Kütübü Sitte

SAFF SÛRESİ

 

ـ1ـ عن عبداللّه بن سم رَضِىَ اللّهُ عَنْهُ قالَ: ]كُنْتُ جَالِساً في نَفَرٍ مِنْ أصْحَابِ رسولِ اللّهِ # يَتَذَاكَرُونَ. يَقُولُونَ: لَوْ نَعْلَمُ أىُّ ا‘عْمَالِ أحَبُّ إلى اللّهِ تعالى لَعَمِلْنَاهُ؟ فَأنْزَلَ اللّهُ تعالى: يَا أيُّهَا الَّذِينَ آمَنُوا لِمَ تَقُولُونَ مَا َ تَفْعَلُونَ؟ اŒية فَخَرَجَ رسولُ اللّه # فَقَرَأهَا عَلَيْنَا[. أخرجه الترمذى .

 

1. (830)- Abdullah İbnu Selâm (radıyallahu anh) anlatıyor: "Kendi aralarında müzâkere eden bir grup Ashâbın arasında oturuyordum. "Keşke, diyorlardı Allah nazarında hangi amelin daha muteber olduğunu bilsek de onu yapsak." Bunun üzerine şu meâldeki ayet nazil oldu: "Göklerde ne var, yerde ne varsa hepsi Allah'ı tesbih ve tenzih etmektedir. O, gâlib-i mutlaktır, yegane hüküm ve hikmet  sahibidir. Ey imân edenler, yapamayacağınız şeyi niçin söylersiniz? Yapamayacağınızı söylemeniz, en şiddetli bir buğzu (davet etmiş olmak) bakımından Allah indinde büyüdü" (Saff, 1-3).

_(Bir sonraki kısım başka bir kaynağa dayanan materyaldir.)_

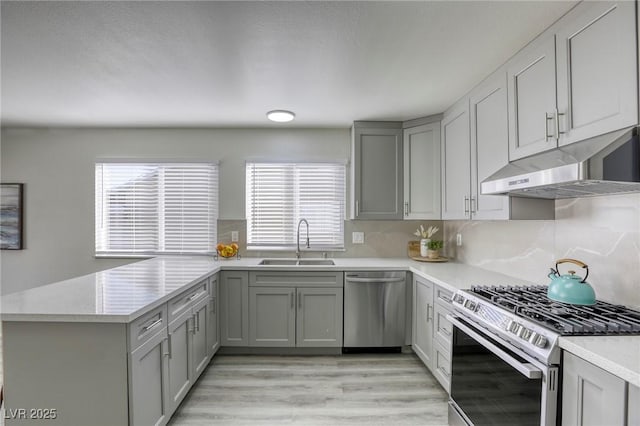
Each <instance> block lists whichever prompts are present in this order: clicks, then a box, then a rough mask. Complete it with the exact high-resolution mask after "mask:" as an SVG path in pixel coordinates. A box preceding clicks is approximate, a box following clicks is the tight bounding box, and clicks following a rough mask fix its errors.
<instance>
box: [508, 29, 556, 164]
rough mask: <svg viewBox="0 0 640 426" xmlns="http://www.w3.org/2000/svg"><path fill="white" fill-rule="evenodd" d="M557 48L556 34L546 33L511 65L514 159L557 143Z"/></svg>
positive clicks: (508, 69)
mask: <svg viewBox="0 0 640 426" xmlns="http://www.w3.org/2000/svg"><path fill="white" fill-rule="evenodd" d="M555 49H556V46H555V36H554V35H553V34H543V35H542V36H540V37H539V38H538V39H536V40H534V41H533V42H532V43H531V44H529V45H528V46H527V47H525V48H524V49H523V50H521V51H520V52H519V53H518V54H517V55H516V56H515V57H514V58H513V59H512V60H511V61H510V62H509V64H508V66H507V79H508V91H509V159H510V160H511V161H513V160H517V159H519V158H523V157H527V156H529V155H532V154H536V153H538V152H542V151H546V150H549V149H552V148H555V147H556V146H557V140H556V138H555V134H554V128H555V125H556V119H557V116H556V53H555V52H556V50H555Z"/></svg>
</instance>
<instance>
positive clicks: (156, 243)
mask: <svg viewBox="0 0 640 426" xmlns="http://www.w3.org/2000/svg"><path fill="white" fill-rule="evenodd" d="M217 218H218V166H217V165H216V164H212V163H133V162H131V163H122V162H120V163H115V162H99V163H96V255H98V256H100V255H152V254H182V253H207V252H211V251H212V250H214V246H215V241H216V225H217Z"/></svg>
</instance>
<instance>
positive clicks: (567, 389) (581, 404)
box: [562, 351, 631, 426]
mask: <svg viewBox="0 0 640 426" xmlns="http://www.w3.org/2000/svg"><path fill="white" fill-rule="evenodd" d="M626 387H627V383H626V382H625V381H624V380H623V379H621V378H619V377H617V376H614V375H613V374H611V373H609V372H607V371H605V370H603V369H601V368H599V367H596V366H595V365H593V364H591V363H589V362H587V361H585V360H583V359H582V358H579V357H577V356H575V355H573V354H571V353H569V352H566V351H565V352H564V361H563V373H562V424H563V425H567V426H571V425H583V426H589V425H593V426H596V425H605V424H606V425H609V426H614V425H620V426H623V425H625V424H626V423H625V421H626V420H625V419H626V415H627V413H626V410H627V403H626ZM630 424H631V423H630Z"/></svg>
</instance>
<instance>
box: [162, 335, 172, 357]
mask: <svg viewBox="0 0 640 426" xmlns="http://www.w3.org/2000/svg"><path fill="white" fill-rule="evenodd" d="M162 341H163V342H164V341H166V342H167V343H166V344H165V345H164V346H165V348H166V350H167V351H166V352H163V353H162V356H168V357H169V358H171V352H170V350H169V337H165V338H164V339H162Z"/></svg>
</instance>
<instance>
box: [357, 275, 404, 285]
mask: <svg viewBox="0 0 640 426" xmlns="http://www.w3.org/2000/svg"><path fill="white" fill-rule="evenodd" d="M404 281H406V278H403V277H399V278H359V277H350V276H348V275H347V282H352V283H399V282H404Z"/></svg>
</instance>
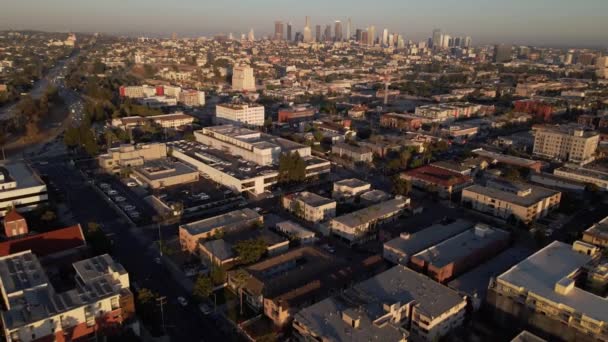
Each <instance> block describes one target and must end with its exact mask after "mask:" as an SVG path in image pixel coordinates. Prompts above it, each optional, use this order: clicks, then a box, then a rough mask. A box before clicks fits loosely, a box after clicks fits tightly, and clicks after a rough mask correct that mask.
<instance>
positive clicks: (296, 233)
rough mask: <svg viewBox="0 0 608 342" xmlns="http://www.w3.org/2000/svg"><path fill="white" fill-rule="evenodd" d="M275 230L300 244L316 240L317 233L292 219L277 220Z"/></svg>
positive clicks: (289, 239)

Resûlullah (aleyhissalâtu vesselâm) yanımıza gelerek vahyi okudu." [Tirmizî, Tefsir, (3306).][1]

 

AÇIKLAMA:

 

Âyet-i kerime yapamayacağını söyleyen, vâdedip de sonradan  vazgeçip yerine getirmeyen kimseleri bu davranışlarından dolayı zecretmektedir. Selef  büyükleri, bu âyetle istidlâl ederek, ahde vefanın mutlak bir vâcib olduğu hükmüne varmışlardır. Mev'ûd'e (yani vâdedilen şeye) azim terettüp etse de etmese de hüküm böyledir.

İmam Mâlik, vaadedildiği zaman mev'ude azmedilmiş ise, buna vefanın vâcib olduğunu söylemiştir.

Cumhur ise mutlak olarak vâcib olmadığına hükmetmiştir. Bunlar, âyet-i kerimenin, cihadın farz kılınmasını temenni ettikleri  halde farz kılınınca bazılarının cihada katılmaktan kaçınmaları üzerine indiğine hamletmişlerdir.

İbnu Abbâs (radıyallahu anh) der ki: "Mü'minlerden  birçoğu, cihad farz olmazdan önce, "Allah, kendisine en sevgili amelin ne olduğunu bize bildirse de onu yapsak ne kadar sevineceğiz" demişlerdi. Allah da Peygamber (aleyhissalâtu vesselâm)'ine en sevgili amelin kendisine  şeksiz şüphesiz iman etmek, sonra da imana muhalefet eden isyan ehliyle cihad etmek olduğunu bildirdi. Ancak bunu mü'minlerden bir kısmı hoş bulmadı ve nefislerine ağır geldi. İşte bunun üzerine, "Ey iman edenler, yapmayacağınız şeyi niçin söylersiniz?" diye gelen vahiyle  ayıplandılar.

Âyetin iniş sebebiyle ilgili başka açıklamalar da yapılmıştır.[2]


 

[1] İbrahim Canan, Kutub-i Sitte Tercüme ve Şerhi, Akçağ Yayınları: 4/319-320.

[2] İbrahim Canan, Kutub-i Sitte Tercüme ve Şerhi, Akçağ Yayınları: 4/320.